Bei der Gesellschaftsdiagnose werde ich allerdings das Gefühl nicht los, dass hier weichgewaschene pädagogische Wunschtheorien einfach vom Individuum auf die Gesamtgesellschaft ausgeweitet werden. Immer wieder musste ich dabei auf das Konzept der „Resonanz“ von Hartmut Rosa denken, welche mit bedeutend stärkerem theoretischem Fundament, eine ähnliche Utopie bereitstellt.
Mein Fazit
Die Emergenzsprünge von der zufälligen Ausprägung von Erbanlagen auf die Willensfreiheit und Spielfreude des Menschen sowie die Anthropomorphismen von Schneekristallen und anderen Naturgegenständen ließen mich nur allzu oft schwindelig in einer romantischen Dunstwolke zurück. Die beiden denken da sehr assoziativ: überall wo vom Spiel oder von Spielen die Rede ist, scheint auch eine Bestätigung ihrer Theorie zu liegen. So ist ihnen jedes Buch, jeder Titel und jede Redewendung recht, welche auch nur das Stammwort „Spiel“ enthält. Bei diesem Vorgehen gehen dann aber auch die Ideen großer „Spieltheoretiker“ unter, die leider kein Buch entsprechend betitelt haben. George Herbert Mead hätte zumindest seinen Platz verdient gehabt. Die Abhängigkeit ihres Vorgehens von der deutschen Sprache wird dabei ebenfalls nicht reflektiert. In kroatischer Sprache beispielsweise wird ganz klar unterschieden zwischen dem Spielen mit anderen, dem einsamen Spielen und dem spielen von Instrumenten. Es gäbe also beispielhaft gar keine evidente Verbindung zwischen dem Spiel und der Schönheit, wie es die Autoren zu zeigen versuchen. Dass der Maler mit den Farben, der Musiker mit seinem Instrument und Dichter mit Worten „spielt“, kann in anderen Sprachen schlichtweg so nicht ausgedrückt werden. Mit diesen semantischen Spielereien lassen sich tolle Gedichte schreiben und als Poet (wie Schiller es war) lässt sich die Welt über diese sprachliche Ebene fassen, aber ein positivistischer Wissenschaftler wie Hüther müsste mir doch plausiblere Begründungen liefern als Zufälligkeiten der deutschen Sprache.

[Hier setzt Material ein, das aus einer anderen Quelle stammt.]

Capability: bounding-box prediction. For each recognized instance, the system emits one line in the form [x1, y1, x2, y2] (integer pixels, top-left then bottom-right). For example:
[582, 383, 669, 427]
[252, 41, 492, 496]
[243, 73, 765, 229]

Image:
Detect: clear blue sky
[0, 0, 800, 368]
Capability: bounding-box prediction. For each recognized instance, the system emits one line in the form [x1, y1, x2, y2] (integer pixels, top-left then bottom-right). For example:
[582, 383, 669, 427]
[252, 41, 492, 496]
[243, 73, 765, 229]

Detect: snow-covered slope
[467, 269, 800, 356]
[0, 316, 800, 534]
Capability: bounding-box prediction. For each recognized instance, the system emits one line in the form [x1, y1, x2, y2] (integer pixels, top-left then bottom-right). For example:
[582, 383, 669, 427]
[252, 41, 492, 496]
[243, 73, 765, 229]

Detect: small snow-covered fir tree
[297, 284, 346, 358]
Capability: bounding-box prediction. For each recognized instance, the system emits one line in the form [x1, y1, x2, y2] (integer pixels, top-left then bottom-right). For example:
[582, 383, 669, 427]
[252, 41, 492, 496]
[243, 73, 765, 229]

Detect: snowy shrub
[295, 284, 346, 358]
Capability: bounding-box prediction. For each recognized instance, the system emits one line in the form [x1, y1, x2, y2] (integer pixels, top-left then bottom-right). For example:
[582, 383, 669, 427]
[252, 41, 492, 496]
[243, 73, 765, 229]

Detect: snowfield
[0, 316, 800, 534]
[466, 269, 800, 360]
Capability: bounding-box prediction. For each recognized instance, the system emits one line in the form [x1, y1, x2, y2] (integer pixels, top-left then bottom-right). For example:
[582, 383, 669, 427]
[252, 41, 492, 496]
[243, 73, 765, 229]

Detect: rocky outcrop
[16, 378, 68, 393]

Für die Autoren gibt es zwei Todsünden: Zum einen Produkte zu verkaufen, die gezielt eine Einstellung evozieren, Langeweile vertreiben und ökonomischen Gewinn erzielen sollen. Zum anderen eben solche Produkte zu kaufen und auch noch zu glauben, dass wir uns damit etwas Gutes tun würden. Die erste Sünde haben die Autoren begangen, die zweite ich beim Kauf.
„Denn Menschen ahmen sich in hohem Maße durch Entgegensetzung nach [contre-imitation], vor allem dann, wenn sie weder die Bescheidenheit haben, schlicht und einfach zu imitieren, noch die Kraft zu erfinden“ (Gabriel Tarde, Die Gesetze der Nachahmung). Insgesamt liegt für mich mit diesem Buch eben eine solche „Contre-Imitation“ zur Diagnose der Rationalisierung der westlichen Welt vor und so setzen die Autoren der einen Totalität der kalten Ökonomisierung ihre eigene als „universelles Prinzip des Lebens“ entgegen.